India’s Natural Gas Consumption and Supply Landscape

India currently consumes approximately 189 million metric standard cubic metres per day (MMSCMD) of natural gas.

Of this total consumption, around 97.5 MMSCMD is produced domestically, while the remainder is imported through LNG shipments.

However, officials reported that approximately 47.4 MMSCMD of gas supply has been affected due to force majeure conditions linked to disruptions in global energy markets.

These developments raised concerns among market participants earlier in the week about possible supply shortages.

The government’s latest steps appear to have eased those concerns.


Emergency Policy Measures Introduced Under Gas Regulation Order

Authorities have also invoked emergency powers under the Natural Gas (Supply Regulation) Order, 2026.

The regulation enables the government to prioritise gas allocation for essential sectors during supply disruptions.

Under the order, natural gas supply will be prioritised for:

  • Domestic piped natural gas (PNG)
  • Compressed natural gas (CNG) for transport
  • Liquefied petroleum gas (LPG) production
  • Critical pipeline infrastructure

These steps are designed to ensure that households and transport sectors continue receiving uninterrupted fuel supplies.


Qatar Supply Disruption Triggered Market Concerns

The policy response comes after Qatar, India’s largest LNG supplier, temporarily halted production at certain facilities.

Qatar accounts for roughly 45 percent of India’s LNG imports, making it a critical supplier to the domestic gas market.

The halt in production raised concerns about potential shortages within India’s energy sector.

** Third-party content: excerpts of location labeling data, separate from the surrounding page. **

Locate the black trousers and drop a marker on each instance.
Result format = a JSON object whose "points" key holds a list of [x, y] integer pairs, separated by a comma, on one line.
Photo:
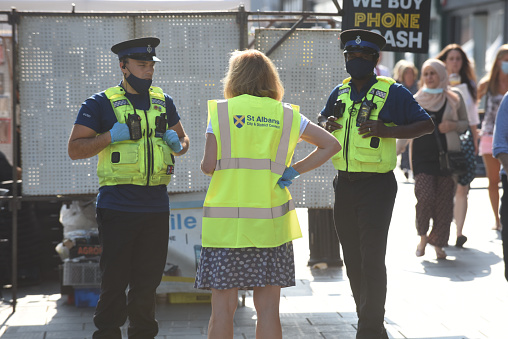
{"points": [[362, 214], [134, 250], [503, 212]]}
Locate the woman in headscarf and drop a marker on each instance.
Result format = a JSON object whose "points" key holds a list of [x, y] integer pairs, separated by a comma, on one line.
{"points": [[435, 189]]}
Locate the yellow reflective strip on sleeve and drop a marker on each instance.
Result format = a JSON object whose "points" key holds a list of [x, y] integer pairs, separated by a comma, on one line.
{"points": [[225, 134], [248, 212], [286, 133]]}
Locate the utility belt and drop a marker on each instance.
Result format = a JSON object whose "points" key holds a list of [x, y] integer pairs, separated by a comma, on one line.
{"points": [[354, 176]]}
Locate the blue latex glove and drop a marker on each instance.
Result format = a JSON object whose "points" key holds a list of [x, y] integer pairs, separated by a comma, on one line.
{"points": [[119, 132], [289, 174], [171, 139]]}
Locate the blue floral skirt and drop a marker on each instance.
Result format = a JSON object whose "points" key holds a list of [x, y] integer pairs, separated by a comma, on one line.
{"points": [[467, 147], [245, 268]]}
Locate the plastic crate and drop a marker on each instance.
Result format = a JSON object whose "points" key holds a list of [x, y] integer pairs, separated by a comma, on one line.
{"points": [[86, 297], [81, 274], [189, 298]]}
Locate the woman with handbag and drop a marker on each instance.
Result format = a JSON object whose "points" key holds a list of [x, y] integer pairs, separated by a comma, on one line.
{"points": [[493, 86], [462, 76], [435, 184]]}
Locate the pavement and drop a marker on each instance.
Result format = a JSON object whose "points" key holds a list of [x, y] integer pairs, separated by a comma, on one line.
{"points": [[464, 296]]}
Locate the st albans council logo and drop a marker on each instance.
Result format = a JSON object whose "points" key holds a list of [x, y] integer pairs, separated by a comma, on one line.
{"points": [[259, 121], [239, 120]]}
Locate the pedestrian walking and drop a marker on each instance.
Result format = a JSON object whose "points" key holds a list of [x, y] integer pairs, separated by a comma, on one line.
{"points": [[500, 151], [434, 187], [493, 86], [461, 75]]}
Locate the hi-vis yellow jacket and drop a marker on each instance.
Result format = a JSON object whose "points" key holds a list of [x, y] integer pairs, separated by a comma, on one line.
{"points": [[147, 161], [244, 206], [360, 154]]}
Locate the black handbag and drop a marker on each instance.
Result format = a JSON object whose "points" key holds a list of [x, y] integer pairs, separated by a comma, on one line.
{"points": [[452, 162]]}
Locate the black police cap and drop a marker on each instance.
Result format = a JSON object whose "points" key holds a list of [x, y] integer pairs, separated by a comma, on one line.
{"points": [[138, 49], [354, 39]]}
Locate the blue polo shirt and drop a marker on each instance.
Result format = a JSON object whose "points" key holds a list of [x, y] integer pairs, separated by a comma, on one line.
{"points": [[97, 113], [400, 107]]}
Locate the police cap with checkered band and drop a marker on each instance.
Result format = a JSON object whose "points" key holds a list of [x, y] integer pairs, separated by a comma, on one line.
{"points": [[138, 49], [362, 40]]}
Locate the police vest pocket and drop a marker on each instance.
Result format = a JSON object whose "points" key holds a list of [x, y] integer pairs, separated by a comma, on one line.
{"points": [[163, 153], [365, 153], [124, 154]]}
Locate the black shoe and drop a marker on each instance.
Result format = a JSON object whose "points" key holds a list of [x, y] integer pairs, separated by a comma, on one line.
{"points": [[461, 240]]}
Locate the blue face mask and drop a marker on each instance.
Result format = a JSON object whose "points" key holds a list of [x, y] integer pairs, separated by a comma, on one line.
{"points": [[504, 67], [432, 90], [140, 85], [360, 68]]}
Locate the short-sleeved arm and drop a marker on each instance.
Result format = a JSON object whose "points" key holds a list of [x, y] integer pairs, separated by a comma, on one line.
{"points": [[500, 143], [401, 108], [96, 113], [327, 111], [171, 112]]}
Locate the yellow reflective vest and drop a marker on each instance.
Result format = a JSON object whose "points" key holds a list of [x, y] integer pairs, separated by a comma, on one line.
{"points": [[147, 161], [244, 206], [360, 154]]}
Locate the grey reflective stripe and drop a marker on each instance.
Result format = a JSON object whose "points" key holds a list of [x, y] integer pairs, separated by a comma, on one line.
{"points": [[226, 162], [282, 151], [225, 134], [246, 163], [248, 212]]}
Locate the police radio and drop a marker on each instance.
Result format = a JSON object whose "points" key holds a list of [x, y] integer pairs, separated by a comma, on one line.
{"points": [[134, 124], [338, 108], [160, 125], [364, 112]]}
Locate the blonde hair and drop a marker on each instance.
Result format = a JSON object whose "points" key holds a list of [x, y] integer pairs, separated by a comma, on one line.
{"points": [[251, 72], [492, 78], [400, 68]]}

In response, Indian authorities directed refiners to increase LPG output and divert additional supplies toward household consumption.

These measures have helped stabilise expectations across the energy market and contributed to the Gas Stocks Rally seen during Thursday’s trading session.


Market Reaction and Investor Sentiment

Market participants responded positively to the government’s swift intervention.

Investors interpreted the measures as a sign that authorities are prepared to act quickly to secure domestic fuel supply chains during periods of global disruption.

Energy companies linked to gas distribution and LNG infrastructure therefore saw strong inflows during the session.

The rally also reflects the strategic importance of natural gas in India’s energy transition strategy.

The country has been expanding gas infrastructure, city gas distribution networks, and LNG import capacity as part of its long-term plan to increase the share of natural gas in the national energy mix.


Broader Market Context

While energy stocks advanced, the broader Indian stock market faced pressure from rising crude oil prices and global macroeconomic uncertainty.

Higher oil prices can increase inflationary pressures and raise input costs for industries such as transportation and manufacturing.

These concerns weighed on investor sentiment across other sectors during the trading session.

However, the resilience shown by gas companies highlighted the importance of energy security measures in maintaining market stability.